JAKARTA,Weradio.co.id - Pemerintah sedang mengupayakan impor BBM dari Amerika Serikat untuk mengatasi kelangkaan bahan bakar di SPBU Swasta seperti Shell dan BP. Menteri Perdagangan RI Budi Santoso menyampaikan bahwa aturan rencana impor bahan bakar minyak (BBM) dari Amerika Serikat (AS) masih dalam proses pembahasan lintas kementerian.
Ia mengatakan, pihaknya sudah menyampaikan surat kepada Kementerian Koordinator Bidang Perekonomian.
"Ya sekarang masih progres terus ya, kan itu nanti sesuai PP Nomor 29 Tahun 2021, itu kan masuk lartas (larangan dan/atau pembatasan) ya. Pengenaan lartas itu kan harus dirapatkan atau dikurasi oleh Kemenko Perekonomian.

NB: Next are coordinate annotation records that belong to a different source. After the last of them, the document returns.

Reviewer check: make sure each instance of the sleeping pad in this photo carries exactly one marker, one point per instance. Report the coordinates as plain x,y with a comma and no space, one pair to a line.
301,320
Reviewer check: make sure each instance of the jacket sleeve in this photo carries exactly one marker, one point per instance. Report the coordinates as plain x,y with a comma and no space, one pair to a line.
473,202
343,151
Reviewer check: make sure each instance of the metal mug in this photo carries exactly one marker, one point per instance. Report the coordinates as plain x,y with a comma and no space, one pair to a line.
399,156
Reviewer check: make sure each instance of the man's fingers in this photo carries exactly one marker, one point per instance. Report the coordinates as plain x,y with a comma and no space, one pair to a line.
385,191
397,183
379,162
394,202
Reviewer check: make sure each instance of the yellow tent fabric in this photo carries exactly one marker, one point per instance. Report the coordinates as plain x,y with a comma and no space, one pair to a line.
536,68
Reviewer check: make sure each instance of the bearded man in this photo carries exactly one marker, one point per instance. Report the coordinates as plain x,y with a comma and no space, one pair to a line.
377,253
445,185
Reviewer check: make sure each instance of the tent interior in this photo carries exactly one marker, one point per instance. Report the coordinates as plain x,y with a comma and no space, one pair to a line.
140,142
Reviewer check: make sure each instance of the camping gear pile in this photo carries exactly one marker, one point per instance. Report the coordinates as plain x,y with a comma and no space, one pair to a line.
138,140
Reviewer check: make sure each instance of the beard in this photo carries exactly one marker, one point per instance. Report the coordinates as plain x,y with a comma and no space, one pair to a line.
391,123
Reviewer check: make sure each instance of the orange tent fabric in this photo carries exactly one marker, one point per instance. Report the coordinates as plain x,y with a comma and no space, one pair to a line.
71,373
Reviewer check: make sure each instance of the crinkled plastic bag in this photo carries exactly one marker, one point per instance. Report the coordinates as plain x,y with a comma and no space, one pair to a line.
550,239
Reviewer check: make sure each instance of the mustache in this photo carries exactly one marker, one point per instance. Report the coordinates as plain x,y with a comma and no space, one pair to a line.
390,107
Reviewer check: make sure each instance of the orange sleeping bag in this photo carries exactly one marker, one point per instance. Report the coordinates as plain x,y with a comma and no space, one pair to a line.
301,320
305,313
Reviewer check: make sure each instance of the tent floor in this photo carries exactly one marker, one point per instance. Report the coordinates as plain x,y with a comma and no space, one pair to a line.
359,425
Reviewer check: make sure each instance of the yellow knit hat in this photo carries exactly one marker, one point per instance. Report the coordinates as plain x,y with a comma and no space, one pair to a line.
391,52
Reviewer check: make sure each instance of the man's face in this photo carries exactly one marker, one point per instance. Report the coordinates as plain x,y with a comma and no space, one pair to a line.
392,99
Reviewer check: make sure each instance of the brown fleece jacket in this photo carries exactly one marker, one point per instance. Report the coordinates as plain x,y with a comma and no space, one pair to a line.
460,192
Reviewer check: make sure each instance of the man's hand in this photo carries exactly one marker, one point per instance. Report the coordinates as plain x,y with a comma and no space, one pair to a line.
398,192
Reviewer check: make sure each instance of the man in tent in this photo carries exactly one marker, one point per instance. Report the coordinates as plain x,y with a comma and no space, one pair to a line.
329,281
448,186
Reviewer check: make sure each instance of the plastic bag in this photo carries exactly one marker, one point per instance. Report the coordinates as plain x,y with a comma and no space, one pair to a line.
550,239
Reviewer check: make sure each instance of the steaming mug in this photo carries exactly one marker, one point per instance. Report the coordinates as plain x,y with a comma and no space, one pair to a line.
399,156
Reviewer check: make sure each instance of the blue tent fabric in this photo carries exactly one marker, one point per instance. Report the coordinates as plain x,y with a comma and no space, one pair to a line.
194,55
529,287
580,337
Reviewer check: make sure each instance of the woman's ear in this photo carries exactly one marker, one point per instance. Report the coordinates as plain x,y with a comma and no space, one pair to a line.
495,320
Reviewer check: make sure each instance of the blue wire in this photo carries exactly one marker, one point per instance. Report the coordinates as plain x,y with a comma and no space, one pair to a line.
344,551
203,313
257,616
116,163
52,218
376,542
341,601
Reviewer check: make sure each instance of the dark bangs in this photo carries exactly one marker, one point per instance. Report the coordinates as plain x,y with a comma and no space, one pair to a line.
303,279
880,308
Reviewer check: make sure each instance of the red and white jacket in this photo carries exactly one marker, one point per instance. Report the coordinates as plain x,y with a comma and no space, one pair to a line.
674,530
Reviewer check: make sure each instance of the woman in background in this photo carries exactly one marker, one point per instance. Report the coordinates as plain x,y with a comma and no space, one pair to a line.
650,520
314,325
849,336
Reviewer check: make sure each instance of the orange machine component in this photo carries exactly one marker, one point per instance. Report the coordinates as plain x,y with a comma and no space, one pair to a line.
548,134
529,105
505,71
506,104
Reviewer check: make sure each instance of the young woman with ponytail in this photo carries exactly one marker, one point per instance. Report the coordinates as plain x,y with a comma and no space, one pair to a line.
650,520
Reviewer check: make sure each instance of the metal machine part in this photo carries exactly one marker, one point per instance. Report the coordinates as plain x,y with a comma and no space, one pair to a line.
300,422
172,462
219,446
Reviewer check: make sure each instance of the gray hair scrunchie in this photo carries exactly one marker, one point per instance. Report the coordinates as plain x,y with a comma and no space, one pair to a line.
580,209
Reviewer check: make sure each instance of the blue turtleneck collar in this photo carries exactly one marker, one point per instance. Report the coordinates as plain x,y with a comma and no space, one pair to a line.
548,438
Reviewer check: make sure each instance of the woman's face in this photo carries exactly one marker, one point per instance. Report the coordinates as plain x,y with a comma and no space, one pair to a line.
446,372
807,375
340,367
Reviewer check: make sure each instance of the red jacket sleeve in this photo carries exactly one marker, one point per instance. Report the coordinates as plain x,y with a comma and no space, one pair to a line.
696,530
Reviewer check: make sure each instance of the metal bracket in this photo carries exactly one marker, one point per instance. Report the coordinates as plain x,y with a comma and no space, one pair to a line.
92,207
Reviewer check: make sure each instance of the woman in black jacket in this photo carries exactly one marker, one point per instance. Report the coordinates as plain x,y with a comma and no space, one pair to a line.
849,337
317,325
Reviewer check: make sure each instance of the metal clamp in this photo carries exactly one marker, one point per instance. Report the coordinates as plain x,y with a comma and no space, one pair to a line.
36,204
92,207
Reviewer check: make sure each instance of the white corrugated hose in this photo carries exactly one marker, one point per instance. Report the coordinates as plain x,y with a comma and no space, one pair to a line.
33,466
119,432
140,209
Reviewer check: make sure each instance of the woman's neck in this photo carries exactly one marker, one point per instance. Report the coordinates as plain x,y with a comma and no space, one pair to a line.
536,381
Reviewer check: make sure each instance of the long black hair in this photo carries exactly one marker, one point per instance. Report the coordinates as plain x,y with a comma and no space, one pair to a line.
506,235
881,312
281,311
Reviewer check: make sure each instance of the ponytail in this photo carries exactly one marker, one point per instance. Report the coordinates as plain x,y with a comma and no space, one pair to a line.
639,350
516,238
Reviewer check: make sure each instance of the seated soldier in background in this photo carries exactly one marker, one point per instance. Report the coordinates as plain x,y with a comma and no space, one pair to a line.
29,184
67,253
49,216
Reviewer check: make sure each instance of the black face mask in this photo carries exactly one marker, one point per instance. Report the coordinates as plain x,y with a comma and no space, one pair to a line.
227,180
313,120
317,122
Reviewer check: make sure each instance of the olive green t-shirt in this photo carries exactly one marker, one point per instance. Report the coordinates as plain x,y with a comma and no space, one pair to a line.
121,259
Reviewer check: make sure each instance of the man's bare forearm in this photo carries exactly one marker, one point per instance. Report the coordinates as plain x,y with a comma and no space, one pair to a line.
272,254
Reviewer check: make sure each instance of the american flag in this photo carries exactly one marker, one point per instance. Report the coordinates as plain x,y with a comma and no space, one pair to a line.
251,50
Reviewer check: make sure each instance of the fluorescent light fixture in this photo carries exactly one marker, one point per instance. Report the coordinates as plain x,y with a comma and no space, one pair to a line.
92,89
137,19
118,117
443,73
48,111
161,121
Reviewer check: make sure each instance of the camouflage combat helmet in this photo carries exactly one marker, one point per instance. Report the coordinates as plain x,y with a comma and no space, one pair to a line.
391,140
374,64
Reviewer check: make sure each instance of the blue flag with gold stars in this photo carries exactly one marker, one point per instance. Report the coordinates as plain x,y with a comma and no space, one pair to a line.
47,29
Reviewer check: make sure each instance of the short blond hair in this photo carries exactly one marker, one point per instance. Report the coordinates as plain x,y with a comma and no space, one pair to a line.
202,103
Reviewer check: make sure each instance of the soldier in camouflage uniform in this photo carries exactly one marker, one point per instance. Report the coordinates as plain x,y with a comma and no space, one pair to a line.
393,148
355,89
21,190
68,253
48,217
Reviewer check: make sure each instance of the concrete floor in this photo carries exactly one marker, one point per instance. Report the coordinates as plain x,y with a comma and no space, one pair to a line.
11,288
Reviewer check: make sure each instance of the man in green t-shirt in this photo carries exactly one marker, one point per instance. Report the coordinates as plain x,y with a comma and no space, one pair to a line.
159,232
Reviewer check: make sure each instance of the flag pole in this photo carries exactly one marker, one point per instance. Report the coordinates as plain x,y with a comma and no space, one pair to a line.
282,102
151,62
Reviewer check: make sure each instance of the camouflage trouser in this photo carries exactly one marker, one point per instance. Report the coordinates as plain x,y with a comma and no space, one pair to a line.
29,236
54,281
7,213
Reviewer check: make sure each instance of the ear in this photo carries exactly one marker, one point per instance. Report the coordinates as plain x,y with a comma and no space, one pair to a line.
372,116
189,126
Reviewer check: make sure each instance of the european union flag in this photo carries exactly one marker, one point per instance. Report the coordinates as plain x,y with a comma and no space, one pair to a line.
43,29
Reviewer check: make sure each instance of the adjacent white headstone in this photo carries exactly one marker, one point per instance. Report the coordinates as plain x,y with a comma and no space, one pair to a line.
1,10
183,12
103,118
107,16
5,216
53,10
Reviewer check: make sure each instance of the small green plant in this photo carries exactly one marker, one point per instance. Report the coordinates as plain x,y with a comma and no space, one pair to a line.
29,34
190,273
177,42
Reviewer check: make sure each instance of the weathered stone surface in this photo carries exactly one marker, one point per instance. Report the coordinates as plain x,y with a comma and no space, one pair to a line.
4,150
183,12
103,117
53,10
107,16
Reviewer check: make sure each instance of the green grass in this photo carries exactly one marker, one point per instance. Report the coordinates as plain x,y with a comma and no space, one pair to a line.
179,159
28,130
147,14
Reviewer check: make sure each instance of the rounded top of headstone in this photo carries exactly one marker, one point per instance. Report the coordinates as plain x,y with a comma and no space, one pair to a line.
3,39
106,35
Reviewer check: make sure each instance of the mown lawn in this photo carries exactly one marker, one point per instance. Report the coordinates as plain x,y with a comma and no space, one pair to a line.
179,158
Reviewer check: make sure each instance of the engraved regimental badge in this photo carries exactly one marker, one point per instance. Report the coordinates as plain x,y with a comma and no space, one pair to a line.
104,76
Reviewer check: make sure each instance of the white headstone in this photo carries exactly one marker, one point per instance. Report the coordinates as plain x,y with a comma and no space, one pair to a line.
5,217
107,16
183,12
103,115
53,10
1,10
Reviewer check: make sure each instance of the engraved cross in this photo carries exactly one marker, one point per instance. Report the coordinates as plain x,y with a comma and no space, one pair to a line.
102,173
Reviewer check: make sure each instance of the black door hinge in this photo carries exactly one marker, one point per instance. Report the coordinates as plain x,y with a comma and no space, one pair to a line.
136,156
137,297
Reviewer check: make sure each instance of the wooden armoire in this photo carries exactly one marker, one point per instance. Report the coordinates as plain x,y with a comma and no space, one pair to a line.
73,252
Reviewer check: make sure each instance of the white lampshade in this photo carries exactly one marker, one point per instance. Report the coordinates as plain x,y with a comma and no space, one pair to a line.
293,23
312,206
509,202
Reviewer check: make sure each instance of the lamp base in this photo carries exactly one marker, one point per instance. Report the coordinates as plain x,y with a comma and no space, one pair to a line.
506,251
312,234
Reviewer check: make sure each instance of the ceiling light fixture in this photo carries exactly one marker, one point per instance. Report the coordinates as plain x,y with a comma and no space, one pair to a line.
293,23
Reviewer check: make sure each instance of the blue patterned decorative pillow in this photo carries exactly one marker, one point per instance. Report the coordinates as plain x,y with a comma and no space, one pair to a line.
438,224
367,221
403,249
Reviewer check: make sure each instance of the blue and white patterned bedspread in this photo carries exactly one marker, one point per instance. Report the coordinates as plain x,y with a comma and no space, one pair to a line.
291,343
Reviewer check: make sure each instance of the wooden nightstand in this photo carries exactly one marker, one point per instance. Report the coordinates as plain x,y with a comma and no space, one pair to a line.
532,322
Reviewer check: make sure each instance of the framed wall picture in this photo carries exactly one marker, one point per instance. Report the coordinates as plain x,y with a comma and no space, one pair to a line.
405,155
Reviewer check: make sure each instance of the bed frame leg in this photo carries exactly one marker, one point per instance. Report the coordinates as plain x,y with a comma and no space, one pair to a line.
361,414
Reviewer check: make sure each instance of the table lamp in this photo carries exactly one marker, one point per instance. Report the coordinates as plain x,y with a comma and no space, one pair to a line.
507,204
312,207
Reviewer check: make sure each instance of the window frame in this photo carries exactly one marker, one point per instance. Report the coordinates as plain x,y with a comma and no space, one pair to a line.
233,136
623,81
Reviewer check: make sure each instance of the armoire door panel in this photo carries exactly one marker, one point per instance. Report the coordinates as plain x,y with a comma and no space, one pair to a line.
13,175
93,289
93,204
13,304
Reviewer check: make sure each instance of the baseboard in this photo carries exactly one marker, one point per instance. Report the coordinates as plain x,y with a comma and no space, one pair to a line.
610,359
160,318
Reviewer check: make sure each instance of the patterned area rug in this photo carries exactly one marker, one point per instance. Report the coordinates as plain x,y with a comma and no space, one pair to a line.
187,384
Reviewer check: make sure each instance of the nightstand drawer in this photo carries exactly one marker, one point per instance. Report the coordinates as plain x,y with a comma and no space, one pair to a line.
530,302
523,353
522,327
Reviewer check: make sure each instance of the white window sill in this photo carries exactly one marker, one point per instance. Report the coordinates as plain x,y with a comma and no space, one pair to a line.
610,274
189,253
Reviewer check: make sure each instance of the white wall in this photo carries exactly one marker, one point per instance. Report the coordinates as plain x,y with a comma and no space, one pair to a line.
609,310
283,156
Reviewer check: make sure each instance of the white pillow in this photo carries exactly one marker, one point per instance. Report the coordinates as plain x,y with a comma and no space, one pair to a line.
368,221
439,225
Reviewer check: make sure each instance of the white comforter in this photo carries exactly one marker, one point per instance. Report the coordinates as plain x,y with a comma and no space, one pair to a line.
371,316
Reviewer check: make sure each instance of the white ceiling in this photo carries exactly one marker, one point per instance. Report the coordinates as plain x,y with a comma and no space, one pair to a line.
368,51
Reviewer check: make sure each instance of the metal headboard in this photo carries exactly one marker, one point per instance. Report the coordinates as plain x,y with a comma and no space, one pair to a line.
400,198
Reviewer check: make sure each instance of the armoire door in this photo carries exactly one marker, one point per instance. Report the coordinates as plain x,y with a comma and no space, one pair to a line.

Jadi kami sudah komunikasi dan sudah menyampaikan surat juga ke Kemenko Perekonomian," kata Budi seperti dikutip Weradio.co.id dari antara.
Sebab, Peraturan Pemerintah (PP) Nomor 29 Tahun 2021 itu mengatur tentang penyelenggaraan perdagangan, termasuk ekspor dan impor.
BACA JUGA:KPK Ungkap Salah Satu Modus Korupsi Kuota Haji
Impor BBM masuk kategori lartas. Artinya, meskipun impor bisa dilakukan, mekanismenya harus diatur ketat serta mendapat persetujuan lintas kementerian/lembaga.
Sebagaimana diketahui, rencana impor BBM ini digagas Kementerian Energi dan Sumber Daya Mineral (ESDM) untuk mengatasi kelangkaan bensin di sejumlah stasiun pengisian bahan bakar umum (SPBU) swasta, seperti Shell dan bp (British Petroleum) yang terjadi sejak Agustus 2025.
Sebelumnya, Wakil Menteri ESDM Yuliot Tanjung menjelaskan bahwa impor tersebut juga bertujuan memenuhi komitmen neraca perdagangan Indonesia dengan Amerika Serikat.
Ia menyebut perusahaan migas AS seperti ExxonMobil dan Chevron sebagai opsi pemasok.
BACA JUGA:Pelaku Penembakan Staf KBRI Lima Zetro Leonardo Purba Terungkap
“Itu kan perusahaan AS. Jadi, dari mana pun mereka melakukan pengadaan, itu terserah. Tetapi ini kami catatkan sebagai trade balance Indonesia dengan Amerika,” tuturnya.
1,4 Juta Kilo Liter
Lebih lanjut, Yuliot memperkirakan Indonesia perlu mengimpor bahan bakar minyak (BBM) sebesar 1,4 juta kiloliter (KL), berdasarkan data sementara yang dikumpulkan.
Volume tersebut diperoleh dari akumulasi peralihan masyarakat yang sebelumnya menggunakan BBM bersubsidi (Pertalite) menuju BBM nonsubsidi.
“Jadi, untuk kebutuhan yang disampaikan, data sementara 1,4 juta KL, jadi itu nanti berapa porsi Pertamina, berapa porsi badan usaha,” kata dia.